Older people remember comic books of their childhood being one of two things: either it was Archie, Veronica, and the gang, or it was a superhero with muscles so tight they bulged no matter what clothing they were wearing. Today, comic book creators understand people are much more diverse and can support a multitude of characters from any background imaginable. Image Comics has a new character that demonstrates this evolution.
Real and Relatable
The character Geiger, created by industry veteran Geoff Johns, demonstrates how comic book characters have become more relatable to their readers. Struggling with the aftermath of a nuclear battle, Geiger is a husband and a father, and his pain resonates from his current and ongoing life experiences.
While Geiger may fall into the category of superhero due to his radioactive-induced superhuman strength, he is anything but typical. He’s earthly. He’s not a wealthy genius, and he doesn’t possess futuristic weapons. He’s a man that was dealt a difficult blow.
Minorities and Racism
While minority characters are not new to comics, fans have seen very few characters from Middle Eastern backgrounds. Born of Arab descent, Geiger has seen racism and he has had to battle it. This is a new and welcome battle. Readers of comic books don’t usually witness struggles that are so close to home. There’s also the fact that Middle Eastern people are usually cast as villains in American entertainment. Characters like Geiger pave the way for understanding and acceptance.
Home and Family Issues
No stranger to including a few family dynamics (think of Stargirl and her nuclear family), John’s character Geiger must also deal with family problems. His heroism stems from his desire to protect his family, and his pain is his required distance from them. Family’s can become separated for all types of reasons. Sometimes it’s due to divorce, other times it may be due to career demands. It’s never easy, and for a man like Geiger, who is devoutly loyal to his family, it’s downright painful.

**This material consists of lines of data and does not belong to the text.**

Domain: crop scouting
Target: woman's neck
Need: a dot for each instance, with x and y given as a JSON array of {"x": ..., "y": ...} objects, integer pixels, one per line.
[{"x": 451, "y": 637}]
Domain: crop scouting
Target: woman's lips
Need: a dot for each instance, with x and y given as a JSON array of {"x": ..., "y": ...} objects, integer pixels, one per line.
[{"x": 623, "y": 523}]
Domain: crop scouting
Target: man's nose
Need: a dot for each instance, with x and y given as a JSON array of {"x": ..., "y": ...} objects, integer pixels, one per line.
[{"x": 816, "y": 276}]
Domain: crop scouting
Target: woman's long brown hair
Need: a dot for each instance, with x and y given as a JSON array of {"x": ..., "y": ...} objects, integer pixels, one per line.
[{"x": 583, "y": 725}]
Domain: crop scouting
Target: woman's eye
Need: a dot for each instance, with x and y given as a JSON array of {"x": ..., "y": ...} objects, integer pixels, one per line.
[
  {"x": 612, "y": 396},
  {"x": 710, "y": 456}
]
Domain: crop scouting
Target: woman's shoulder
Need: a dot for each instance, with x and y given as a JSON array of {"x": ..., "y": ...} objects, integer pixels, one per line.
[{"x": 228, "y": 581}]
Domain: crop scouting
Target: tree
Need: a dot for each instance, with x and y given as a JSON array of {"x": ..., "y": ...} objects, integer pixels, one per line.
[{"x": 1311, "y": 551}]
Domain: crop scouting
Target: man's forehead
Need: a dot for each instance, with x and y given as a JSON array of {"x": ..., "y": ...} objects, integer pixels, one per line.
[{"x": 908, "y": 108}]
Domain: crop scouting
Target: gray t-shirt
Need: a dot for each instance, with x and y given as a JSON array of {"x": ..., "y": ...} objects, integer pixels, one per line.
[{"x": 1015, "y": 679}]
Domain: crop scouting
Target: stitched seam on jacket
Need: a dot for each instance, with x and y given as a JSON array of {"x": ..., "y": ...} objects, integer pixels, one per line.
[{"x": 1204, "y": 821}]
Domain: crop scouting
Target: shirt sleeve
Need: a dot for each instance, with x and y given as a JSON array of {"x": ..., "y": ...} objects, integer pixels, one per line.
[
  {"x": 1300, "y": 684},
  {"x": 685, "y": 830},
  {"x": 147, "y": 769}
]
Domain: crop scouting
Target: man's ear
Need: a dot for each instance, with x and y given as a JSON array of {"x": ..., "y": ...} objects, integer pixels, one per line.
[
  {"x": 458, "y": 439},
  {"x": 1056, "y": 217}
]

These are situations that many people, not just Americans, can relate to. Geiger gives comic book fans a hero with an identifiable background in a situation that is eerily realistic. Nobody knows what the future holds, and if in 2030 there is some fallout from a nuclear war, everyone can hope that people like Geiger will be there to protect and serve. In the meantime, enjoy Geiger on the pages of Image Comics.